Weld is a language and runtime for improving the performance of data-intensive applications. It optimizes across libraries and functions by expressing the core computations in libraries using a common intermediate representation, and optimizing across each framework.

Modern analytics applications combine multiple functions from different libraries and frameworks to build complex workflows. Even though individual functions can achieve high performance in isolation, the performance of the combined workflow is often an order of magnitude below hardware limits due to extensive data movement across the functions. Weld’s take on solving this problem is to lazily build up a computation for the entire workflow, and then optimizing and evaluating it only when a result is needed.

You can join the discussion on Weld on our Google Group or post on the Weld mailing list at [email protected].

Contents

Building

To build Weld, you need the latest stable version of Rust and LLVM/Clang++ 6.0.

To install Rust, follow the steps here. You can verify that Rust was installed correctly on your system by typing rustc into your shell. If you already have Rust and rustup installed, you can upgrade to the latest stable version with:

rustup update stable

MacOS LLVM Installation

To install LLVM on macOS, first install Homebrew. Then:

brew install [email protected]

Weld's dependencies require llvm-config on $PATH, so you may need to create a symbolic link so the correct llvm-config is picked up (note that you might need to add sudo at the start of this command):

ln -sf `brew --prefix [email protected]`/bin/llvm-config /usr/local/bin/llvm-config

To make sure this worked correctly, run llvm-config --version. You should see 6.0.x.

Ubuntu LLVM Installation

To install LLVM on Ubuntu, get the LLVM 6.0 sources and then apt-get:

On Ubuntu 16.04 (Xenial):

wget -O - https://apt.llvm.org/llvm-snapshot.gpg.key | sudo apt-key add -
sudo apt-add-repository "deb http://apt.llvm.org/xenial/ llvm-toolchain-xenial-6.0 main"
sudo apt-get update
sudo apt-get install llvm-6.0-dev clang-6.0

On Ubuntu 14.04 (Trusty):

wget -O - https://apt.llvm.org/llvm-snapshot.gpg.key | sudo apt-key add -
sudo apt-add-repository "deb http://apt.llvm.org/trusty/ llvm-toolchain-trusty-6.0 main"

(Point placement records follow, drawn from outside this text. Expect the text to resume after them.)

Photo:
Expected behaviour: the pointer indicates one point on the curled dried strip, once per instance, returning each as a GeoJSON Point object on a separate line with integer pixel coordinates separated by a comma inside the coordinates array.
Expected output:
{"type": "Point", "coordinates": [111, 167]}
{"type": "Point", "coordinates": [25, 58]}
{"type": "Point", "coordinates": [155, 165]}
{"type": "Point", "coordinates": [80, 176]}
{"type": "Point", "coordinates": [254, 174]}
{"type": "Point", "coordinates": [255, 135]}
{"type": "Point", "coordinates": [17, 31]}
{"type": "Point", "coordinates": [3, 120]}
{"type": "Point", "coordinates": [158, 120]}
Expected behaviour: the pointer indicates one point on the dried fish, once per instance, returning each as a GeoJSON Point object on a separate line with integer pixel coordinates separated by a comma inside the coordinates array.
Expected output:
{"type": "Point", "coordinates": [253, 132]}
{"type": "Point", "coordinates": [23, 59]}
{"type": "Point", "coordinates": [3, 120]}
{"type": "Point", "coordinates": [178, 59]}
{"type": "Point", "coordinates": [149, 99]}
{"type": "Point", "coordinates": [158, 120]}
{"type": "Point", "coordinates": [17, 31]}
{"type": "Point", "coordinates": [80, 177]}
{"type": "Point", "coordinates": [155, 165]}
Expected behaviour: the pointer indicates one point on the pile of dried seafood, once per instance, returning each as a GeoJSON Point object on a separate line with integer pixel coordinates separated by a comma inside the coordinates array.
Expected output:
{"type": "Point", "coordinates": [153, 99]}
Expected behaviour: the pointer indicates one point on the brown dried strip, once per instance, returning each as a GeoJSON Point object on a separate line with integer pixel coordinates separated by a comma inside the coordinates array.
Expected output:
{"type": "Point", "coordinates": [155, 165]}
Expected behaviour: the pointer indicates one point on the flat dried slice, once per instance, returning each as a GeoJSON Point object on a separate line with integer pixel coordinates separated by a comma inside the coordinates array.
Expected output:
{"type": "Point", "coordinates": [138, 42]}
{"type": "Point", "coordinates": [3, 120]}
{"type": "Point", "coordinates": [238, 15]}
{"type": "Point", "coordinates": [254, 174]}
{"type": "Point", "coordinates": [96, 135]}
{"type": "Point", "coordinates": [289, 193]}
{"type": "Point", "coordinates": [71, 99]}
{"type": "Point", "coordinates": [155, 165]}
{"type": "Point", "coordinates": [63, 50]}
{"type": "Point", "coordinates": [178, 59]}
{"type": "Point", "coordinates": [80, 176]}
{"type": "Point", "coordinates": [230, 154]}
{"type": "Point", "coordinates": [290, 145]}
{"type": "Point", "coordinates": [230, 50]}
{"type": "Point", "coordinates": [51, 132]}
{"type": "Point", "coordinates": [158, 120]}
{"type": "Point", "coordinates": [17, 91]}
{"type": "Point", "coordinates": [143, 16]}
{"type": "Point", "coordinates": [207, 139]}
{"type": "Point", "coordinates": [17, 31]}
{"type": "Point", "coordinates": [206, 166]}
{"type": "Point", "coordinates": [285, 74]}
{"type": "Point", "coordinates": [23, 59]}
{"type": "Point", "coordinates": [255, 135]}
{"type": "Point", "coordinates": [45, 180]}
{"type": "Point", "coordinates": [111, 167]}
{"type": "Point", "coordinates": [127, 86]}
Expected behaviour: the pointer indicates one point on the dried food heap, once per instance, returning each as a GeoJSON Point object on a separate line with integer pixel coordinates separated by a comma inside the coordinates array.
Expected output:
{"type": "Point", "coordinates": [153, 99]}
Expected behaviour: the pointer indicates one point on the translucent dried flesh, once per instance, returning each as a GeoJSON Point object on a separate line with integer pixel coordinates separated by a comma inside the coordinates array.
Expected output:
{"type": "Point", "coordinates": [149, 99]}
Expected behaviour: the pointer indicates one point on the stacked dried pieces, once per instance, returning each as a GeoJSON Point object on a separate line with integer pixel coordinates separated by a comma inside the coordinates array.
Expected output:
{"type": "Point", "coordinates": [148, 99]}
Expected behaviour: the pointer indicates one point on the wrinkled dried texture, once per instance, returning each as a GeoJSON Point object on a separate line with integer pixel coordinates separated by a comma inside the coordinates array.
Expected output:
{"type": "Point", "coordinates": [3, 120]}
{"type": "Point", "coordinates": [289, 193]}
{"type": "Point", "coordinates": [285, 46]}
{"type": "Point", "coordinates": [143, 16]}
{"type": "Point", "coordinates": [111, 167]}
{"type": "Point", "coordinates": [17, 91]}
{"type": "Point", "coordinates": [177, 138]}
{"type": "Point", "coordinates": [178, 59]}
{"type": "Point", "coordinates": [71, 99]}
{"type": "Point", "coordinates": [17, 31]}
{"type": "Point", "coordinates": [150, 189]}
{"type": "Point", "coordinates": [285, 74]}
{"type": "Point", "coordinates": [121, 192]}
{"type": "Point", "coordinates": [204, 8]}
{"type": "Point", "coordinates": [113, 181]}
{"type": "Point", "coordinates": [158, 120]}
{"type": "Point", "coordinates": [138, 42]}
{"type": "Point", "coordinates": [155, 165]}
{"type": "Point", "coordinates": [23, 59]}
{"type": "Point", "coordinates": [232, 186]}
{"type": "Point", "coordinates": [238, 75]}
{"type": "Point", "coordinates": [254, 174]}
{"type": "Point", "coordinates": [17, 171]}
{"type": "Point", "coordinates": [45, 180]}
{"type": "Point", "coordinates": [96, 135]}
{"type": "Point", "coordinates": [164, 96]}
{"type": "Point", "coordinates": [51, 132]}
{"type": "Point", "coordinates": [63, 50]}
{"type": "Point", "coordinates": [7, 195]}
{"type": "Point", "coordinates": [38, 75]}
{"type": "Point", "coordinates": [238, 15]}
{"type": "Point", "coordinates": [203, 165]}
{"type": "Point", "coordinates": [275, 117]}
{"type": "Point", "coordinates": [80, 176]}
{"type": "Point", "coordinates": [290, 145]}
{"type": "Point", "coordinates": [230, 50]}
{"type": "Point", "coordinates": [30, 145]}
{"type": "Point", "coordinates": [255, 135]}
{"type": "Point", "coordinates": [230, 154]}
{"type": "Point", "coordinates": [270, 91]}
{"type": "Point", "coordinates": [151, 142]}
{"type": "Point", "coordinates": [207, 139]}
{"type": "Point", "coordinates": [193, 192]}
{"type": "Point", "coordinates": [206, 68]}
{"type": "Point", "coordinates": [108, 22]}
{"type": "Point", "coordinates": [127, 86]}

# gcc backport is required on 14.04, for libstdc++. See https://apt.llvm.org/
sudo apt-add-repository "deb http://ppa.launchpad.net/ubuntu-toolchain-r/test/ubuntu trusty main"
sudo apt-get update
sudo apt-get install llvm-6.0-dev clang-6.0

Weld's dependencies require llvm-config, so you may need to create a symbolic link so the correct llvm-config is picked up. sudo may be required:

ln -s /usr/bin/llvm-config-6.0 /usr/local/bin/llvm-config

To make sure this worked correctly, run llvm-config --version. You should see 6.0.x or newer.

You will also need zlib:

sudo apt-get install zlib1g-dev

Building Weld

With LLVM and Rust installed, you can build Weld. Clone this repository, set the WELD_HOME environment variable, and build using cargo:

git clone https://www.github.com/weld-project/weld
cd weld/
export WELD_HOME=`pwd`
cargo build --release

Weld builds two dynamically linked libraries (.so files on Linux and .dylib files on Mac): libweld and libweldrt.

Finally, run the unit and integration tests:

cargo test

Documentation

The Rust Weld crate is documented here.

The docs/ directory contains documentation for the different components of Weld.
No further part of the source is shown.